Part 22: Infrastructure & Platform Testing

Introduction

Modern applications run on layers of infrastructure defined in code — Terraform modules, Kubernetes manifests, Helm charts, Dockerfiles, network policies, IAM roles. This infrastructure is as complex and bug-prone as application code, yet many teams deploy it without any automated testing.
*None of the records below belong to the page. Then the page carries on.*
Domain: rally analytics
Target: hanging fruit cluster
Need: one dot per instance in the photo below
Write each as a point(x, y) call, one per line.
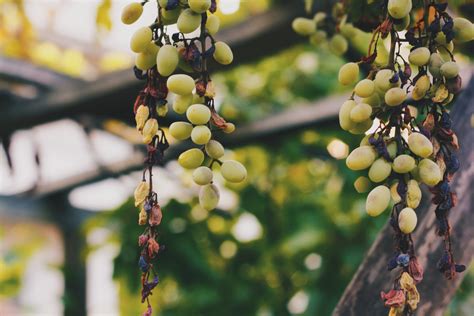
point(413, 142)
point(177, 64)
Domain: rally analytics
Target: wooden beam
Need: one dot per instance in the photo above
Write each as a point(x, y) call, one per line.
point(361, 296)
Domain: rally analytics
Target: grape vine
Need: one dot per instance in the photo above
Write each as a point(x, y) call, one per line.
point(413, 142)
point(177, 63)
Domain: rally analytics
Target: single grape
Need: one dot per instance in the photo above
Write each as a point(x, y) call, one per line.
point(191, 158)
point(420, 145)
point(198, 114)
point(223, 54)
point(407, 220)
point(377, 200)
point(181, 130)
point(233, 171)
point(180, 84)
point(202, 175)
point(361, 158)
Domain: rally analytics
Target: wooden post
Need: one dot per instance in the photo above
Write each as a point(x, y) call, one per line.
point(362, 295)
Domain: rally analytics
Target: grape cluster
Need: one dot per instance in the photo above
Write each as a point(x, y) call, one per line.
point(177, 65)
point(411, 142)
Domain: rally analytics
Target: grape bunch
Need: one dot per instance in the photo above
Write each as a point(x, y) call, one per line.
point(404, 103)
point(176, 65)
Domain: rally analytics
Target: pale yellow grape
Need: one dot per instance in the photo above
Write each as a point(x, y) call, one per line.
point(131, 13)
point(141, 39)
point(362, 184)
point(344, 115)
point(303, 26)
point(435, 64)
point(382, 80)
point(198, 114)
point(463, 30)
point(202, 175)
point(209, 197)
point(214, 149)
point(167, 60)
point(199, 6)
point(223, 54)
point(449, 69)
point(429, 172)
point(180, 84)
point(420, 145)
point(181, 130)
point(233, 171)
point(403, 164)
point(201, 134)
point(188, 21)
point(348, 74)
point(422, 86)
point(399, 9)
point(364, 88)
point(338, 44)
point(361, 158)
point(380, 170)
point(377, 200)
point(407, 220)
point(191, 158)
point(182, 102)
point(419, 56)
point(413, 194)
point(395, 96)
point(212, 24)
point(361, 112)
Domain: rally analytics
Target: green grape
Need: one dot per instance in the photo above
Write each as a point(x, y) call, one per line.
point(361, 112)
point(395, 96)
point(233, 171)
point(188, 21)
point(198, 114)
point(212, 24)
point(191, 158)
point(209, 197)
point(362, 184)
point(377, 200)
point(398, 9)
point(348, 74)
point(223, 54)
point(131, 13)
point(419, 56)
point(182, 102)
point(449, 69)
point(429, 172)
point(214, 149)
point(463, 30)
point(141, 39)
point(364, 88)
point(403, 164)
point(413, 194)
point(420, 145)
point(435, 64)
point(407, 220)
point(181, 130)
point(199, 6)
point(180, 84)
point(382, 80)
point(338, 45)
point(201, 134)
point(361, 158)
point(344, 115)
point(167, 60)
point(202, 175)
point(303, 26)
point(380, 170)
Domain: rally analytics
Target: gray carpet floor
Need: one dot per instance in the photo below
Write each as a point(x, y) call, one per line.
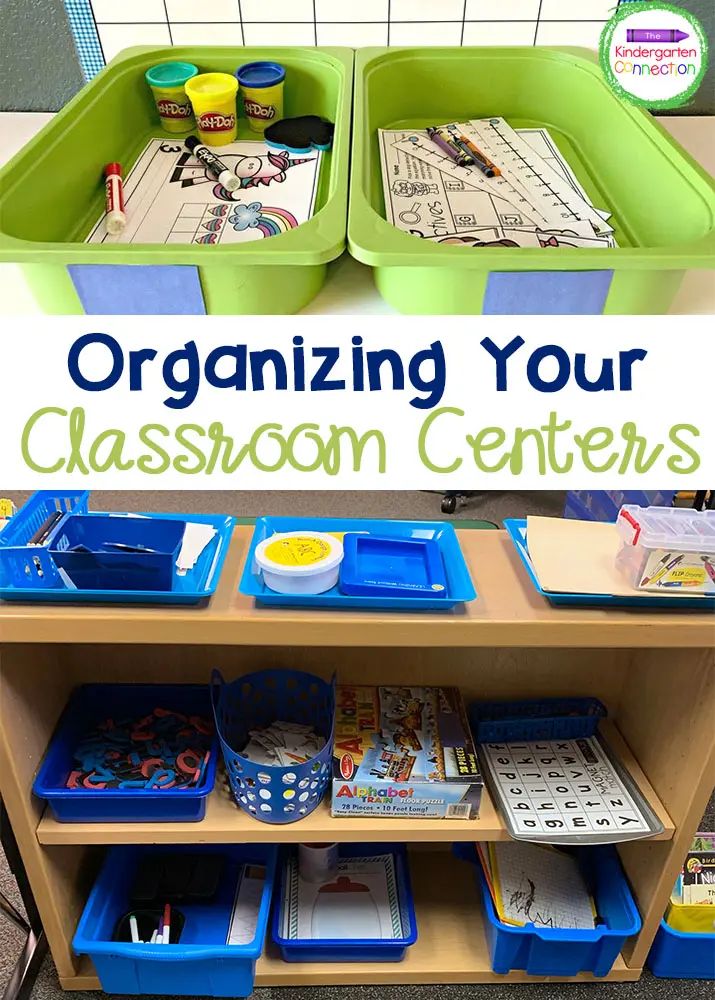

The consequences are severe: misconfigured security groups expose databases to the internet, under-provisioned resources collapse under load, and compliance violations trigger regulatory penalties. Infrastructure testing applies the same discipline you use for application code — static analysis, unit tests, integration tests, and chaos experiments — to the platform itself.

Why Test Infrastructure

                            
                            Key Insight: Infrastructure bugs are more expensive than application bugs. A misconfigured firewall rule can expose every service. A wrong Terraform variable can delete a production database. A missing resource limit can let a single pod consume all cluster memory. The blast radius of infrastructure mistakes is typically the entire platform.
                        

Infrastructure testing serves three purposes:

Prevent misconfigurations before they reach production
Verify resilience — prove the system recovers from failures
Validate performance — ensure the platform handles expected load

Infrastructure-as-Code Testing

IaC testing follows the same pyramid as application testing: static analysis (fast, cheap) at the base, unit tests in the middle, and integration tests (slow, expensive — they actually provision infrastructure) at the top.

IaC Testing Pipeline

flowchart LR
    A[Lint & Format] --> B[Static Analysis]
    B --> C[Unit Tests]
    C --> D[Plan Review]
    D --> E[Integration Tests]
    E --> F[Apply to Staging]
    F --> G[Smoke Tests]
    style A fill:#3B9797,color:#fff
    style B fill:#3B9797,color:#fff
    style C fill:#16476A,color:#fff
    style D fill:#16476A,color:#fff
    style E fill:#BF092F,color:#fff
    style F fill:#BF092F,color:#fff
    style G fill:#132440,color:#fff

Static Analysis

Static analysis tools examine IaC files without executing them. They catch syntax errors, security misconfigurations, and policy violations in seconds.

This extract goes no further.